An increase of over 22 percent on the previous year, boosting projects that help developing countries and emerging economies cut emissions and address climate risks – joint report
WASHINGTON, June 13, 2019— Climate financing by the world’s largest multilateral development banks (MDBs) in developing countries and emerging economies rose to an all-time high of $43.1 billion in 2018, boosting projects that help developing countries cut emissions and address climate risks. This represents an increase of more than 22 percent from the previous year, where climate finance totaled $35.2 billion. This is also a 60 percent increase since the adoption of the Paris agreement in response to the ever more pressing challenge of climate change, which disproportionately affects the poorest and most vulnerable.
The latest MDB climate finance figures are detailed in the 2018 Joint Report on Multilateral Development Banks’ Climate Finance, which combines data from the African Development Bank (AfDB), the Asian Development Bank (ADB), the European Bank for Reconstruction and Development (EBRD), the European Investment Bank (EIB), the Inter-American Development Bank Group (IDBG) and the World Bank Group (WBG). These banks account for the vast majority of multilateral development finance globally. The 2018 report also summarizes information on climate finance from the Islamic Development Bank (IsDB), which joined the MDB climate finance tracking groups in October 2017.
The report shows that $30.2 billion, or 70 percent, of the total financing for 2018 was devoted to climate change mitigation investments that aim to reduce harmful greenhouse gas emissions and slow down global warming.
The remaining $12.9 billion, or 30 percent, was invested in adaptation efforts to help address mounting impacts of climate change, including worsening droughts and more extreme weather events from extreme flooding to rising sea levels.
Since 2011, when the six MDBs initiated joint reporting, they have committed nearly $237 billion in climate finance for developing and emerging economies. Climate funds channeled to these countries through MDBs, such as the Climate Investment Funds (CIF), the Global Environment Facility (GEF) Trust Fund, the Global Energy Efficiency and Renewable Energy Fund (GEEREF), the European Union’s funds for Climate Action, and the Green Climate Fund (GCF), play an important role in boosting MDB climate financing. In addition, as well as the $43.1 billion of MDB finance in 2018, MDBs report another $68.1 billion in net climate co-finance – investments from the public and private sector - adding up to total climate finance for the year of $111.2 billion.
“In 2018, the World Bank Group announced it will invest and mobilize $200 billion over 2021-2025 to support countries in addressing climate adaptation and resilience, doubling its commitments from the previous five years,” said John Roome, Senior Director for Climate Change at the World Bank. “The Multilateral Development Banks are key partners in ramping up climate finance to help build a more resilient future for all, especially the poorest and most vulnerable.”

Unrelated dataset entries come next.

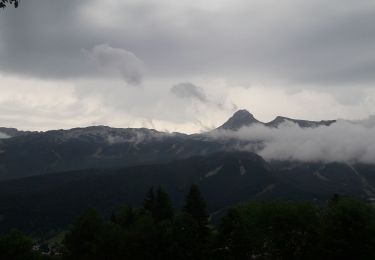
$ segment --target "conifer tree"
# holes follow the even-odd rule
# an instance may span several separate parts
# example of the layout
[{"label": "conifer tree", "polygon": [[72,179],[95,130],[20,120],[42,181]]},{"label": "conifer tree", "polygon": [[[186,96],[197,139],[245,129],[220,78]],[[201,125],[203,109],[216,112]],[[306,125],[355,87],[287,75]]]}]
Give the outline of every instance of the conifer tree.
[{"label": "conifer tree", "polygon": [[197,185],[192,185],[186,196],[184,212],[190,214],[199,227],[208,225],[207,205]]}]

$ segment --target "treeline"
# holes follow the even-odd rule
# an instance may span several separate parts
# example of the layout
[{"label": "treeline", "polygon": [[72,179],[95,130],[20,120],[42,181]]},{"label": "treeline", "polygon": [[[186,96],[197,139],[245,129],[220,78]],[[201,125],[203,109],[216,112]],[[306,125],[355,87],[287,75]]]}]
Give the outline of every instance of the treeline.
[{"label": "treeline", "polygon": [[326,207],[254,201],[210,224],[197,186],[176,212],[169,195],[150,189],[142,208],[124,206],[104,219],[86,210],[66,234],[61,255],[42,256],[31,239],[0,237],[0,259],[375,259],[373,206],[334,196]]}]

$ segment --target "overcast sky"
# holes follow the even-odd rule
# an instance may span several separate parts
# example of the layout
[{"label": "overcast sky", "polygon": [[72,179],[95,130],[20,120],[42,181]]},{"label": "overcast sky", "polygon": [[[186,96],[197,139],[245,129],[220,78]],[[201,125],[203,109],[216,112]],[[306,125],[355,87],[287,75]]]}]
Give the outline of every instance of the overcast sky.
[{"label": "overcast sky", "polygon": [[373,0],[21,1],[0,10],[0,125],[366,118],[374,25]]}]

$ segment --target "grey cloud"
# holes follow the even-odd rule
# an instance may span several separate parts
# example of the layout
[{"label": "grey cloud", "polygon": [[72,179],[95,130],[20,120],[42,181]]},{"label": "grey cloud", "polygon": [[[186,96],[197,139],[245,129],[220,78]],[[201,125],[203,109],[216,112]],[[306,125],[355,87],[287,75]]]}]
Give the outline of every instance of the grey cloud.
[{"label": "grey cloud", "polygon": [[204,103],[208,102],[204,90],[190,82],[179,83],[177,85],[174,85],[171,88],[170,92],[179,98],[193,98],[198,99],[199,101]]},{"label": "grey cloud", "polygon": [[0,132],[0,139],[6,139],[6,138],[9,138],[9,137],[10,137],[9,135]]},{"label": "grey cloud", "polygon": [[[373,121],[373,119],[371,119]],[[329,127],[300,128],[286,123],[278,128],[262,125],[245,127],[237,132],[220,131],[214,138],[238,138],[247,142],[263,142],[235,147],[256,150],[267,160],[362,162],[375,161],[375,128],[372,124],[338,121]]]},{"label": "grey cloud", "polygon": [[143,77],[143,63],[134,53],[108,44],[95,46],[85,52],[100,72],[117,76],[120,75],[128,84],[139,85]]},{"label": "grey cloud", "polygon": [[[0,69],[87,75],[80,50],[108,42],[135,53],[159,78],[224,76],[311,87],[375,82],[372,1],[190,2],[25,1],[0,15]],[[104,18],[85,13],[95,6]]]}]

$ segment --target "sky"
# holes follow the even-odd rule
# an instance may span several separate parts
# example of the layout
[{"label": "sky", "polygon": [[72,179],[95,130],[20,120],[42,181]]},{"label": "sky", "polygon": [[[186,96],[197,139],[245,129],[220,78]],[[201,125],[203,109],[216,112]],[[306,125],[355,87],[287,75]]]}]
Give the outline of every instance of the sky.
[{"label": "sky", "polygon": [[0,10],[0,125],[201,132],[375,115],[370,0],[28,0]]}]

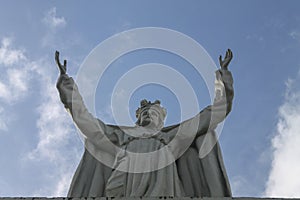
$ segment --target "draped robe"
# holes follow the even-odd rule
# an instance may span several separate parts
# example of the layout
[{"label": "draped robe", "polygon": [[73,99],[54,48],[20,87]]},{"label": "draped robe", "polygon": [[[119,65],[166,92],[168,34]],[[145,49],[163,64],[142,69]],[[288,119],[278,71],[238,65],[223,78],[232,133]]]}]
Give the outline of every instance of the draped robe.
[{"label": "draped robe", "polygon": [[[127,134],[143,130],[139,126],[107,125],[94,118],[73,79],[61,75],[57,82],[61,101],[85,136],[85,151],[68,196],[230,197],[231,189],[214,129],[231,111],[233,80],[228,70],[220,69],[216,75],[216,94],[211,106],[189,120],[144,138]],[[173,148],[170,148],[172,141]],[[182,153],[176,152],[181,142],[187,143],[185,141],[191,141],[189,146]],[[155,157],[165,162],[162,168],[154,159],[143,157],[141,162],[128,155],[128,152],[148,153],[162,148],[167,150]],[[201,154],[203,156],[199,156]],[[107,162],[101,162],[103,159]],[[149,165],[152,168],[148,172],[135,172]]]}]

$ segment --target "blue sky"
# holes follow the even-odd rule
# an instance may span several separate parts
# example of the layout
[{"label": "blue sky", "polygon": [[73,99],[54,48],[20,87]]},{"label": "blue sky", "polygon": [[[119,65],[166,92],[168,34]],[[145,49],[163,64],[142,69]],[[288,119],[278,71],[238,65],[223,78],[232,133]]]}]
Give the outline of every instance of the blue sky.
[{"label": "blue sky", "polygon": [[[299,1],[0,4],[0,196],[65,196],[81,158],[83,144],[55,88],[55,50],[75,77],[85,57],[110,36],[162,27],[196,40],[216,64],[227,48],[233,51],[235,99],[220,137],[233,195],[300,197]],[[153,62],[189,79],[200,108],[210,104],[205,83],[189,63],[148,49],[112,63],[98,85],[97,116],[113,123],[112,85],[130,68]],[[176,94],[157,85],[133,94],[132,117],[143,97],[162,100],[167,124],[181,120]]]}]

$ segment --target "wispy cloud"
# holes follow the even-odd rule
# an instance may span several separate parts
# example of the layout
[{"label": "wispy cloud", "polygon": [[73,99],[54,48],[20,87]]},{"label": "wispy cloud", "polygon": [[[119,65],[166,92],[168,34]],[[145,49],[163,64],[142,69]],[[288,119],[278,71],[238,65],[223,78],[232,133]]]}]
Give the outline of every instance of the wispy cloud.
[{"label": "wispy cloud", "polygon": [[286,83],[285,101],[279,108],[273,161],[265,195],[300,197],[300,73]]},{"label": "wispy cloud", "polygon": [[82,144],[59,100],[53,79],[55,75],[49,73],[53,66],[47,61],[38,61],[36,64],[44,66],[37,70],[42,98],[37,108],[39,141],[36,148],[28,153],[27,161],[47,163],[49,168],[45,169],[45,173],[51,176],[47,176],[47,184],[41,185],[34,195],[66,196]]},{"label": "wispy cloud", "polygon": [[0,100],[15,103],[26,95],[33,68],[23,50],[11,47],[10,38],[3,38],[1,44],[0,67],[5,76],[0,81]]},{"label": "wispy cloud", "polygon": [[29,195],[66,196],[82,144],[59,101],[55,63],[49,63],[48,59],[29,59],[24,50],[12,48],[9,38],[2,39],[0,54],[0,101],[4,103],[0,107],[1,131],[9,131],[10,115],[6,108],[11,103],[20,103],[28,96],[30,88],[40,91],[40,96],[36,97],[40,101],[36,121],[38,143],[26,153],[23,162],[27,165],[43,162],[48,168],[41,175],[44,182],[39,182],[36,191],[29,192]]},{"label": "wispy cloud", "polygon": [[67,22],[64,17],[58,17],[56,7],[51,8],[45,13],[43,22],[52,29],[66,26]]},{"label": "wispy cloud", "polygon": [[61,39],[57,37],[57,33],[67,25],[67,21],[64,17],[57,16],[56,7],[45,12],[42,22],[46,26],[47,31],[42,38],[43,47],[57,48],[59,43],[65,43],[65,41],[61,41]]}]

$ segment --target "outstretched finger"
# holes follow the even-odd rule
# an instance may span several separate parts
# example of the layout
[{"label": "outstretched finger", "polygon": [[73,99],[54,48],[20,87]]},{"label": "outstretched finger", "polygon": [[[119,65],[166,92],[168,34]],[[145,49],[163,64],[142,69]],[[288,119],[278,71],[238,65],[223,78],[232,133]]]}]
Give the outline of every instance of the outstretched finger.
[{"label": "outstretched finger", "polygon": [[230,53],[229,53],[229,49],[226,51],[226,58],[228,58],[230,56]]},{"label": "outstretched finger", "polygon": [[55,52],[55,61],[56,61],[57,65],[59,65],[59,66],[61,65],[60,61],[59,61],[59,52],[58,51]]}]

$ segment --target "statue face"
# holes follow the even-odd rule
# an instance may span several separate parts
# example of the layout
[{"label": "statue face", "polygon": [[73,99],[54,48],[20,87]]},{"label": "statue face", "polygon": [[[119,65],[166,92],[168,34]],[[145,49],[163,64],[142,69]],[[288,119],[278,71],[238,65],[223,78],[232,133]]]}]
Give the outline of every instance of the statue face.
[{"label": "statue face", "polygon": [[161,124],[163,124],[162,116],[157,110],[150,108],[141,113],[141,126],[159,127]]}]

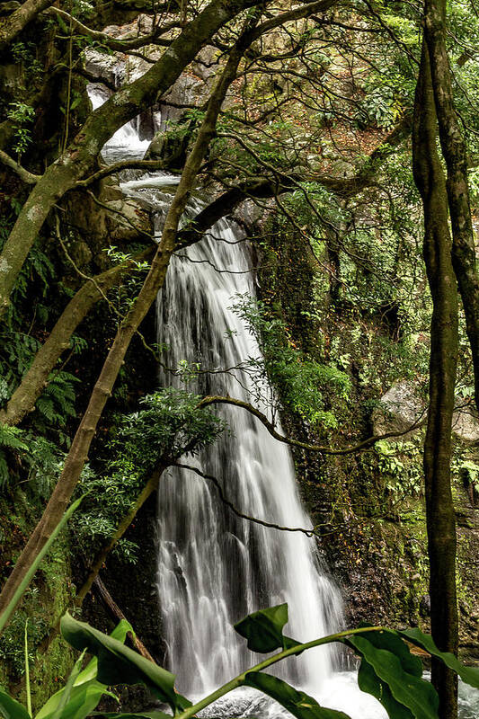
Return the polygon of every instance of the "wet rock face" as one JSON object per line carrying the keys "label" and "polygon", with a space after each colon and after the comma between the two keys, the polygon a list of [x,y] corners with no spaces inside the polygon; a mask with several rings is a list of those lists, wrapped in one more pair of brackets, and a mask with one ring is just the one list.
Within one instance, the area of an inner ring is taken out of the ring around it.
{"label": "wet rock face", "polygon": [[[452,431],[464,442],[479,441],[479,419],[470,400],[457,400]],[[426,405],[412,382],[395,382],[379,401],[372,420],[375,434],[404,432],[426,416]],[[404,438],[403,438],[404,439]],[[407,439],[407,435],[405,435]]]}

The regions of Sub-Saharan Africa, Latin America and the Caribbean, and South and East Asia were the top three to invest MDB climate finance. The report also breaks down climate finance by MDB, economy size, sector, type of recipient and type of financial instrument.
MDBs’ provision of climate finance helps to ensure global financial flows are consistent with development with low greenhouse gas emissions and are resilient to climate change, in line with the Paris Agreement’s aim to limit the increase in global temperatures to well below 2°C, pursuing efforts for 1.5°C. The MDBs have reported on climate finance since 2011, based on the jointly developed methodology for climate finance tracking, and in 2015 set their climate targets looking ahead to 2020.